Tout en soulignant les avancées de la France dans le domaine, il
met en lumière les nombreux obstacles persistants (fermetures d’hôpitaux,
culpabilisation des femmes, objection de conscience…), qualifiant à juste titre
l’accès à l’avortement de « parcours du combattant ». Plusieurs témoignages de
terrain du Planning Familial et de l’IPPF Europe (Fédération européenne du
Planning Familial) alertent sur les menaces de régressions réelles sur le
continent européen, dans un contexte de crise économique favorable à la poussé
des droites conservatrices.
Un discours utilisé à dessein pour
délégitimer le droit à l'avortement
L’intention de la chaîne Arte est louable : il est crucial de
rappeler que l’accès à l’avortement n’est jamais acquis. Elle est
malheureusement décrédibilisée par le deuxième documentaire de la soirée, qui
tranche radicalement avec la ligne habituelle de la chaîne, jusque dans son
titre « Avortement : la loi du silence ». Ce dernier prône en effet tout ce
contre quoi les mobilisations féministes se sont battues : la culpabilisation
des femmes ayant avorté et la stigmatisation de l’acte de l’IVG. On y retrouve
tous les codes de la propagande anti-choix : dramatisation sans nuance de
l’avortement (présenté comme un acte systématiquement traumatisant),
désinformation (prétendues menaces d’infertilité), manipulation (interviews du
Dr. Pokropp, activiste anti-choix), images d’embryons avortés.
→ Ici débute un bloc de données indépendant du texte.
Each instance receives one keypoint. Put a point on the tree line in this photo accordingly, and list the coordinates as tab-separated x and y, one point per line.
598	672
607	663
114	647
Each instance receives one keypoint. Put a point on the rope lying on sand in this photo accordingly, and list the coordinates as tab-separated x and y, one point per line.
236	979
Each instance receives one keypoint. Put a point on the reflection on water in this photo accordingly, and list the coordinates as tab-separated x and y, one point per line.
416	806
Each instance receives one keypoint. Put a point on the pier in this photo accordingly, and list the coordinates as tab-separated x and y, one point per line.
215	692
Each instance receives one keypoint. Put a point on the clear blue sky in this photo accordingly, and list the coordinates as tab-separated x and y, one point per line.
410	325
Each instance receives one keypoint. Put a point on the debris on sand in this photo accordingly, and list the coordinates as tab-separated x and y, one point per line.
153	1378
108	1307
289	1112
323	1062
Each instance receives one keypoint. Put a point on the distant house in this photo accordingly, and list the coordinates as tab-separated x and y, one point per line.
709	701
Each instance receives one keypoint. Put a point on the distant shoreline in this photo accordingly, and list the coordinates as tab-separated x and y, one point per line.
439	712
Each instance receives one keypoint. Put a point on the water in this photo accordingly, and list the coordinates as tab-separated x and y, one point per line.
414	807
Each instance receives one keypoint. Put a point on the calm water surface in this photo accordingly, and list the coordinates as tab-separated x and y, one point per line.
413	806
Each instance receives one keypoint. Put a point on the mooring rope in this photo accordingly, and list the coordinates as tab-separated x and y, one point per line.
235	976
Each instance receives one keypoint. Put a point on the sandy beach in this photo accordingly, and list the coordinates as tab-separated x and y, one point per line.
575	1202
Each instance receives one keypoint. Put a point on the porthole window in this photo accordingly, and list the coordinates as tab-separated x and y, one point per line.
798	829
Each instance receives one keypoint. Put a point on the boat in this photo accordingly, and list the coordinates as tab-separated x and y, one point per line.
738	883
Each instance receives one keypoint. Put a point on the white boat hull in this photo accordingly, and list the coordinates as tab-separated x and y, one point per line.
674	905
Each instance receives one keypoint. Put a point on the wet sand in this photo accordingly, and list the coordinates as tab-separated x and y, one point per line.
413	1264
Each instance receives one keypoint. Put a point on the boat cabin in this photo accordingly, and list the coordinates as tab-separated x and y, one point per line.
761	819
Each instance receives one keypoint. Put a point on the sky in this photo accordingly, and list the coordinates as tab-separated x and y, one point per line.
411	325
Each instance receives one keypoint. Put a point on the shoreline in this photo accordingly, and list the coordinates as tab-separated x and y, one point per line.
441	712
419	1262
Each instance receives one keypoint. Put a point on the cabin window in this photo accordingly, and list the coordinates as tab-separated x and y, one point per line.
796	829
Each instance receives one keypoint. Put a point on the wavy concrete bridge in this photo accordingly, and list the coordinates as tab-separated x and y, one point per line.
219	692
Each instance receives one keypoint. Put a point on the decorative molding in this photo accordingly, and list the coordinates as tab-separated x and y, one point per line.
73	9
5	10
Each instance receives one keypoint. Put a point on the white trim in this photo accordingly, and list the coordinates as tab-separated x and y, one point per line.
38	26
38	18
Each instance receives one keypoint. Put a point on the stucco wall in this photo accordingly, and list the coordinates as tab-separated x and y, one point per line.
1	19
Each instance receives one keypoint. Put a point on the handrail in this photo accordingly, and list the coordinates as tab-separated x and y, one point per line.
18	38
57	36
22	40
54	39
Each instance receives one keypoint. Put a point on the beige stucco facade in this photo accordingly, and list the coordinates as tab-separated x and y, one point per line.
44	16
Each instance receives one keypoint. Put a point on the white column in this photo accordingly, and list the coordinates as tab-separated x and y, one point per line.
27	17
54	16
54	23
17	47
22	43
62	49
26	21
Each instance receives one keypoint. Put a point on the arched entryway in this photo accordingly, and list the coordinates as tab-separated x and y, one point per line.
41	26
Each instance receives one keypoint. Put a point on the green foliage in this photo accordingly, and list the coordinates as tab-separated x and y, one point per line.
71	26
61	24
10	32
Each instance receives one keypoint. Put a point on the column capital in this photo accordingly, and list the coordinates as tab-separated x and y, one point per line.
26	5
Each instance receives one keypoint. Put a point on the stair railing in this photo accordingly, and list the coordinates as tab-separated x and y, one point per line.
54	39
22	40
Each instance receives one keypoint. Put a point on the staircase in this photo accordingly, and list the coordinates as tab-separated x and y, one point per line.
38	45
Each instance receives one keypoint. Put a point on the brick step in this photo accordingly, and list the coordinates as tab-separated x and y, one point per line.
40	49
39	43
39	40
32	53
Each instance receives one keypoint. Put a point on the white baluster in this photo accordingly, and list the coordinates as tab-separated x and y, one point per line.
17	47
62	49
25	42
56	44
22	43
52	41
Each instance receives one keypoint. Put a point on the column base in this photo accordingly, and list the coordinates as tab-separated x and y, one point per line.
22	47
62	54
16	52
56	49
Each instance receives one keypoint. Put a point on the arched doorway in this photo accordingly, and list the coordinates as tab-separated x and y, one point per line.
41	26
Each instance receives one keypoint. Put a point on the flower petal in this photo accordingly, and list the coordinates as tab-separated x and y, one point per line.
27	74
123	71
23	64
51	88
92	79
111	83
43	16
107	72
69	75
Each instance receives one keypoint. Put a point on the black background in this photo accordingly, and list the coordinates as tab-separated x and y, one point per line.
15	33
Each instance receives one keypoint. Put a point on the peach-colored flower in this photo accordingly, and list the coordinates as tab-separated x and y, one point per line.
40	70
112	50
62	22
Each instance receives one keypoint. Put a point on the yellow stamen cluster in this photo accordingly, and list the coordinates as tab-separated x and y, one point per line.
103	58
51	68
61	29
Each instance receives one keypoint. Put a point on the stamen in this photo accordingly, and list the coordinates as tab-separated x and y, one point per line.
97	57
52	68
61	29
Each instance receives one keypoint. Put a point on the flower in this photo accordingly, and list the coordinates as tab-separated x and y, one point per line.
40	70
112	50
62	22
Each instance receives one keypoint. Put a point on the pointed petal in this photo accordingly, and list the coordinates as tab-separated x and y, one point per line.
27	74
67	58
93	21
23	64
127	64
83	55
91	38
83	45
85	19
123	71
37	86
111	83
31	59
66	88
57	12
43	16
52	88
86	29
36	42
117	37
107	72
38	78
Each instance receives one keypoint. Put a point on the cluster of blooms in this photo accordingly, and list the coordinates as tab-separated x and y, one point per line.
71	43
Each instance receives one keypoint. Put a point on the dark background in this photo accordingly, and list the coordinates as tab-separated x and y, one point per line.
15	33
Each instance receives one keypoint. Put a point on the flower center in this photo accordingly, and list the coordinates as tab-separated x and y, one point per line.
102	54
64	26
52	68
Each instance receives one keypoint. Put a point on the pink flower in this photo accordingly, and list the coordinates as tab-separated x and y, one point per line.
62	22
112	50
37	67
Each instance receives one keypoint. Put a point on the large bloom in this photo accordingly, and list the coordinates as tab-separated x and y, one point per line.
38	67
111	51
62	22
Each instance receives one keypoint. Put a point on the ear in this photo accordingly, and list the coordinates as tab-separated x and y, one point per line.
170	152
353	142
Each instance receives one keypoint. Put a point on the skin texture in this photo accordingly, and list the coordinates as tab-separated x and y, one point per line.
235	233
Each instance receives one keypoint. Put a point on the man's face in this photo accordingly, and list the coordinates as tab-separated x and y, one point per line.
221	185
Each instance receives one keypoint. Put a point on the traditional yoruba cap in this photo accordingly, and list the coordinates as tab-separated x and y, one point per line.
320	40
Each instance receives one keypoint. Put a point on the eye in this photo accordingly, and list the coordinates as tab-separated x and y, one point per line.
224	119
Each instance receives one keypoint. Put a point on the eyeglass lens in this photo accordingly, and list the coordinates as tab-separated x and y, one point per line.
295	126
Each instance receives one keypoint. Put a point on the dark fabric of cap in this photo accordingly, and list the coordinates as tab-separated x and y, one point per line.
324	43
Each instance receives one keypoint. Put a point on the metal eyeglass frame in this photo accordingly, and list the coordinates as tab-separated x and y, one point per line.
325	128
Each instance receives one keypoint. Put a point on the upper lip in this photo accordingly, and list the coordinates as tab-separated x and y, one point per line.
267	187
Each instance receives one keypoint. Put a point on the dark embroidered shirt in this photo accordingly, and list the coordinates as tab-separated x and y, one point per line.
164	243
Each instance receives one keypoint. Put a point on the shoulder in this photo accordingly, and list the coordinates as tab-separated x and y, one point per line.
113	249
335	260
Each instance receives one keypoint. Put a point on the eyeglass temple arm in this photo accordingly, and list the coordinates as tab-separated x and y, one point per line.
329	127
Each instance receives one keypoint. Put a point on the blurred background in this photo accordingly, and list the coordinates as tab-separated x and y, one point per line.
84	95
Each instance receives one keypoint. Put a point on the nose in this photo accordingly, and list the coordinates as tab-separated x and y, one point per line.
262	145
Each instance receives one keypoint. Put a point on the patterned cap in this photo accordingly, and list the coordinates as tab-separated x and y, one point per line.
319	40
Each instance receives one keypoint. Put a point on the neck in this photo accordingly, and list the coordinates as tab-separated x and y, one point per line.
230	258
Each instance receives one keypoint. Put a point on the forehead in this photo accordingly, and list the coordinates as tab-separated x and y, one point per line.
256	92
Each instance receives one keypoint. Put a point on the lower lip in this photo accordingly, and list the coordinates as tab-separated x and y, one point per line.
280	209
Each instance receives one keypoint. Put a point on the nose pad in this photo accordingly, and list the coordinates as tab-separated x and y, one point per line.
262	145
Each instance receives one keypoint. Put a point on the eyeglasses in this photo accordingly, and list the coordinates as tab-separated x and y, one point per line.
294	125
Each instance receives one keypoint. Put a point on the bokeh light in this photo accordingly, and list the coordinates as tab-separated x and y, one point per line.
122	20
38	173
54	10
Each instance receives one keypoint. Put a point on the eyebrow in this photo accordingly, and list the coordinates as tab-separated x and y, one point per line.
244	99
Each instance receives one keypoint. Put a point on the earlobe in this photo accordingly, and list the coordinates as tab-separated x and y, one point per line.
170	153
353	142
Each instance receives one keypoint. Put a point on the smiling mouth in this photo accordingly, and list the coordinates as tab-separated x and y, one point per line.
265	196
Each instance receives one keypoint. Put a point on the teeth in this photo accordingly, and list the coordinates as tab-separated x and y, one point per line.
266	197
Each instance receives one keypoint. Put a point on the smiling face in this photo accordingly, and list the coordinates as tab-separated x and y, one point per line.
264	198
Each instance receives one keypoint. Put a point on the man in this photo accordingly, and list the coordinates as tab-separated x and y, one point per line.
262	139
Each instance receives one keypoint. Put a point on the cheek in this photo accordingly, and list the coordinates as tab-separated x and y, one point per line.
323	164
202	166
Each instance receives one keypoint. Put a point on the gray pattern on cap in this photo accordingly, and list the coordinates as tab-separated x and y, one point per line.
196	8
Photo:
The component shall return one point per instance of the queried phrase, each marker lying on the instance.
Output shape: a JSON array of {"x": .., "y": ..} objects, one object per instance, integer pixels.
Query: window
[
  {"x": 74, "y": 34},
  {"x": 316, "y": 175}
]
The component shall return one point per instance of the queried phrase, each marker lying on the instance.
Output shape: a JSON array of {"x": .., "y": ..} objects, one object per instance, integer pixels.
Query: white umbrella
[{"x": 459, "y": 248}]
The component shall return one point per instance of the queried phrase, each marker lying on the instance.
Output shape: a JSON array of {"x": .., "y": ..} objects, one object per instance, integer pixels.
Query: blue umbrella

Le Planning Familial, qui défend le libre choix des femmes,
refuse ce type de discours manipulatoire. Imposer aux femmes un vécu et une
vision traumatiques de l’avortement, ce n’est pas leur rendre service ni briser
le prétendu « silence » autour de l’IVG. Au contraire, c’est précisément ce
type de jugement qui est le plus difficile à surmonter pour les femmes qui
avortent (comme
en témoignent les premières concernées), ce que le deuxième
documentaire ignore soigneusement.Cette soirée Thema aurait gagné à être
suivie d’un débat digne de ce nom plutôt que d’ouvrir un boulevard aux
anti-choix, dont les véritables motivations ne doivent duper personne.